The first night I ventured into the noisy streets to meet up with my friend Ian who is working as a producer in Beijing for an English-Chinese network called BON. He took me to one of the original hutong areas in Beijing close to the Drum and Bell tower where I had my first encounter with proper Chinese food. Following dinner we walked down the narrow streets, getting hit on occasion by a firecracker (ouch!) as our eyes cast upwards toward the colourful night sky.
This is how my week in Beijing began, and the excitement didn’t wear off. I woke up excited and a little nervous to navigate the city by myself the next day. My plan was to visit Tiananmen Square and the Forbidden City. I boarded the subway system (thanks to a “helpful” push from the many security guards working on the platforms) and after only one transfer emerged at the famous square.
Tiananmen Square is home to some of Beijing’s main attractions, the legislative buildings, the National Center for the Performing Arts, Mao’s Mausoleum and the Forbidden City are all located within walking distance. The square itself is a large open space with various memorials erected as a salute to communism. Red flags fly and security is tight with surveillance cameras and police officers keeping watch.

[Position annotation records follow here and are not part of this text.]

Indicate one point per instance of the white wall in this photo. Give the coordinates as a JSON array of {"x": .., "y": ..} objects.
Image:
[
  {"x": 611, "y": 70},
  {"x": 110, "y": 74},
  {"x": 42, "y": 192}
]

One of the most overwhelming sites in Beijing is the Forbidden City. Now refered to as “the palace museum” The Forbidden city was the Imperial Palace from the Ming to the Qing dynansty and have over 900 buildings within it. The entire city is surrounded by a wall, guard towers and a moat and we off-limits to the public for 500 plus years.
This was my first taste of Chinese history and traditional architecture up close and it was incredible. The pagoda-style entrances, the intricate stone work and the elaborate halls cover 7.8 million square feet and it took me five hours to feel I had even a small understanding of the area’s significance.
It was terribly cold so I mixed the courtyard sites with the exhibits in doors, particularly enjoying the display of clocks gifted to the emperors by various European diplomats and royals during their reign. The clocks were over the top, decorated with animals, flowers and people, each inlaid with precious metals and jewels.
Another highlight was the nine dragon screen in the Forbidden City. While researching the sites in Beijing I grew somewhat fascinated by the dragon screens which illustrate the creature’s many powers.
You see, it’s the year of the dragon and I happen to be a dragon child so I feel a kinship with all things mythical and scaled. I managed to see both of the famous nine dragon screens while I was in Beijing, the other located near by in Behai Park.
Following my visit to the Forbidden City I crossed the street and headed into Jinshang Park. The park is best known for its view of the Forbidden City. After a short but steep climb I reached the top where there is a Buddhist shrine and a look out, where I took in the vastness of the ancient city from above.
I rounded out my first full day in Beijing with a visit to Silk Street and dinner with Ian, leaving me pretty wiped out and eager to flop into my cozy bed at the Peking Yard.
The rest of the week I organized using my trusty Lonely Planet and the advice of the many Chinese students staying in the hostel. I would dedicate a day to the city’s famous temples, one to its art’s district, one to music, one to the hutong alleys and further exploring in Tiananmen Square, one to the Great Wall and one to shopping for souveniers at the various markets.
Now 21 postcards and 473 photos later, I am back in South Korea and will try my best to summarize the experience in a few blog posts. Hope you enjoy!